CURLING LEGEND LIVES TO PROMOTE THE SPORT – KEVIN MARTIN

Kevin Martin

Originating in 16th century Scotland, curling is a popular Olympic sport among many. It consists of many complex rules as well as odd choices of equipment. Brooms and large blocks of stone are used in this ancient sport. More commonly known as “The Old Bear” or “K Mart,” The Legendary player in Curling is none other than Kevin Martin. Kevin Martin is a retired Canadian curler who is a four-time world, Olympic and Canadian champion. He is among many current and former players of curling, to be the best player of all time. Known for his rivalries with other famous players such as Randy Ferbey and Jeff Stoughton, Kevin martin maintained a 30-year dedication to his curling career, during which he scored four Briers, a world championship and a gold medal at the Winter Olympics in 2010. He also embarked on a World Curling Tour, on which he earned 15 Grand Slam titles. Throughout the course of his career, Kevin Martin, served as a major influence to others for the development of curling, causing it to establish a competitive tier in the sport itself. Competitions and high-level curling events were also established due to this legendary player.
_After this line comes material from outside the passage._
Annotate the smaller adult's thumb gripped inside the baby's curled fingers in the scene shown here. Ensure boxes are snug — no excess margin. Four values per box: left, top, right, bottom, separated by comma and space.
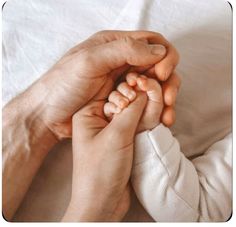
103, 92, 147, 149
The Influence of His Father

The origins as to how Kevin Martin became the most popular and legendary member of curling history is due to his father. As the vice present of his local curling club, Martin began at an early age to curl. He was first introduced to the curling scene when his team consisting of Richard Feeney, Dan Petryk and Michael Berger succeeded to bring home the trophy from the 1985 Canadian junior championship. Shortly after winning the junior championships, Martin accompanied the Canadian team as an alternate player to the 1985 World Junior Curling Championships. Five years into the aftermath of winning the world junior championships, Kevin Martin formed a newer team and won one of his first provincial championships. This helped them move into the next round and also help them qualify for the 1991 Labatt Brier. During this tense competition, Martin’s team tied with Saskatchewan for the lead. Which then also led martin’s team to knock off British Columbia during the semi-finals. However, the team was beaten in the finals by Scotland player, David Smith, and the scores were 2 – 7 which led to a sound defeat.

Rising to the Top

The performance displayed at the tournament, however, helped Martin to earn him a spot in the 1992 winter Olympics during a time when curling was a demonstrative sport and was not as competitive as it is in recent times. Martin won three of his rounds of games but lost to Switzerland and the United States. It was in 1997 that Martin looked to represent his country, Canada once again. The winter Olympics of 1998 would mark as the first time that curling would be classified as an official medal sport at the Olympics. At the trials, Martin’s team finished with a 6 – 3 wining score; however, he soon lost to Mike Harris in the finals and was not able to make it back to the Brier for the following years.